# Saddest Song You've Ever Heard



## Blaziking the God General (Jun 28, 2008)

So this is the thread where you post the saddest song(s) you've ever heard.

Mine are LeAnn Rimes, Probably Wouldn't Be This Way and Alison Krauss and Brad Paisley, Whiskey Lullaby. Post yours!


----------



## Timmy (Jun 28, 2008)

T'would be No One But You by Queen for me. :I 
IT ALWAYS
MAKES ME CRY
DAMMIT


----------



## Altmer (Jun 28, 2008)

Anathema - One Last Goodbye
Opeth - To Bid You Farewell

pretty much everything I listen to on a daily basis


----------



## Jolty (Jun 28, 2008)

Timmy said:


> T'would be No One But You by Queen for me. :I
> IT ALWAYS
> MAKES ME CRY
> DAMMIT


yesyesyes
why do you keep stealing my words :(

Gah loads of songs make me cry
Particularly No One But You, The Show Must Go On (both by Queen) and Too Much Love Will Kill You (by Brian May)


----------



## Noctowl (Jun 28, 2008)

Eh, all I can think about is "something I can never have" by Nin. It made me cry...


----------



## hopeandjoy (Jun 28, 2008)

Either "For My Brother" by Blue October or "Bright Eyes" by Art Garfunkel. Or "Hallelujah". I can't decide.


----------



## Minish (Jun 28, 2008)

Eh... I can't think of anything that anybody would know, apart from the ORIGINAL RUSSIAN version of 'Brothers' from FMA. Especially if you know what the words actually mean. xD

It's just... really sad, and I don't even _like_ FMA.


----------



## Furretsu (Jun 28, 2008)

One Last Goodbye - *Anathema*

and

Epilogue: What If - *Emilie Autumn*


----------



## Dannichu (Jun 29, 2008)

Seconded on the Bright Eyes.

Uuh, I'd say Everybody Hurts by R.E.M. because it was played at a friend's funeral, and For Good from Wicked because my friends sang it at our leaver's service at school (and it's a really sad bit of the play). Neither are massively sad within themselves, but they hold personal significance.

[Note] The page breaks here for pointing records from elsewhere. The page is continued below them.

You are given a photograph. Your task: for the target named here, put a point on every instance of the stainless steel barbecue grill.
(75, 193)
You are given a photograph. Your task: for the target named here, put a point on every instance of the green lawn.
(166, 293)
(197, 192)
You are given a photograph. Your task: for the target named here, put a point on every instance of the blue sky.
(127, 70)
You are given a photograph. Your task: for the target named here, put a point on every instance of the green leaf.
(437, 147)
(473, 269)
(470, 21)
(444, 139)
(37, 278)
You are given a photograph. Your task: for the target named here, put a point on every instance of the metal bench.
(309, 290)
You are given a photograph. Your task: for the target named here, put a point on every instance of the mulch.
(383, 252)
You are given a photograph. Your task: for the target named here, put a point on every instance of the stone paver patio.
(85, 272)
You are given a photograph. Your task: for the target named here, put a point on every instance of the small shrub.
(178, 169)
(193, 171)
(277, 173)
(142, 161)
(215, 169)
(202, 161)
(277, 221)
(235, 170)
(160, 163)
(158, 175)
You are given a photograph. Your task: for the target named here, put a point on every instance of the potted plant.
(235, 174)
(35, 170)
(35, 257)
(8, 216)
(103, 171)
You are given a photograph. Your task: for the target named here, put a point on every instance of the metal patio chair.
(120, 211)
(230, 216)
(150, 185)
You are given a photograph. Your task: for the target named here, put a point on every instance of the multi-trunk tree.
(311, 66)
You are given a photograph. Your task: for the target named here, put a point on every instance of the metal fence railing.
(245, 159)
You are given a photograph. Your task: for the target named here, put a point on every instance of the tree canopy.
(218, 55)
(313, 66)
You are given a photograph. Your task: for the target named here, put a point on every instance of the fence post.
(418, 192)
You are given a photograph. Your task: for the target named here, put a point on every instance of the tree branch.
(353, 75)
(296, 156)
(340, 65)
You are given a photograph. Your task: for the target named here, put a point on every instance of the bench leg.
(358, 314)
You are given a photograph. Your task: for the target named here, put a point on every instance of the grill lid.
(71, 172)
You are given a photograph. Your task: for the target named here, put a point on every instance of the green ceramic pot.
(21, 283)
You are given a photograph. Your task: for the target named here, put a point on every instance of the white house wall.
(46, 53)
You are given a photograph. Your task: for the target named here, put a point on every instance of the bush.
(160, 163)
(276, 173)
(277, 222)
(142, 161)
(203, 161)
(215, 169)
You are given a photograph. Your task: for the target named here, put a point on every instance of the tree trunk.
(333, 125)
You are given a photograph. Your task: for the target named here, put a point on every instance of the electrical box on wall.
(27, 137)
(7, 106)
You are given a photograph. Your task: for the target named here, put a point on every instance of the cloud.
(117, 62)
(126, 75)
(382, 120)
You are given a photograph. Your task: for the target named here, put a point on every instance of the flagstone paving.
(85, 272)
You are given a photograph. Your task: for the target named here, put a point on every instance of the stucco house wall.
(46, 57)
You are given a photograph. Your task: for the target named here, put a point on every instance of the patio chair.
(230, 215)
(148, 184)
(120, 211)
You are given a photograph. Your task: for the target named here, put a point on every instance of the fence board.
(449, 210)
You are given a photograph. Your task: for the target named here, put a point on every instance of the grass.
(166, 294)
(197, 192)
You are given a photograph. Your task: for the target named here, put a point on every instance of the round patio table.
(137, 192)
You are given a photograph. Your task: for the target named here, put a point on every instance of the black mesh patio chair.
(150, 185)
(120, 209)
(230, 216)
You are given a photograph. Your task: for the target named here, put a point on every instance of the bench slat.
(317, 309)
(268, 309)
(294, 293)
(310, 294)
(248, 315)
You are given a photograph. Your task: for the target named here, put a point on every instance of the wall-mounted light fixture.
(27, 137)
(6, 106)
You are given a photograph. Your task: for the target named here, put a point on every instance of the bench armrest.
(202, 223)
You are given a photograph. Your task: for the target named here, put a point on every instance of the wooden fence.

And the reprise of I'll Cover You from RENT.


----------



## Altmer (Jun 29, 2008)

Aases Tod (the Grieg composition) is good too

also Apocalyptica - Ruska


----------



## The Suicune (Jun 29, 2008)

Good Riddance-Green Day, and Hurt-Christina Aguilara


----------



## Furretsu (Jun 29, 2008)

How the hell could you consider Good Riddance sad? It's a really optimistic song. o_o


----------



## hopeandjoy (Jun 29, 2008)

Maybe the same reason I tear up at Chasing Cars? But it is considered a tear-jerker.


----------



## Furretsu (Jun 29, 2008)

Chasing Cars has an emotional atmosphere, and it's really easy to see it as a sad song. Good Riddance is nothing of the sort.


----------



## Lorem Ipsum (Jun 29, 2008)

Doomsday from Doctor Who (composed by Murray Gold) is incredibly chilling, I find.


----------



## The Suicune (Jun 29, 2008)

AuroraKing said:


> How the hell could you consider Good Riddance sad? It's a really optimistic song. o_o


I know but it makes me cry xD


----------



## Vladimir Putin's LJ (Jun 29, 2008)

The first time I heard Bien Avant by Benjamin Biolay I nearly cried because I suck.


----------



## Morbid (Jun 29, 2008)

A Tout Le Monde by Megadeth I've always found to be very sad and emotional, though oddly comforting at the same time when I feel down.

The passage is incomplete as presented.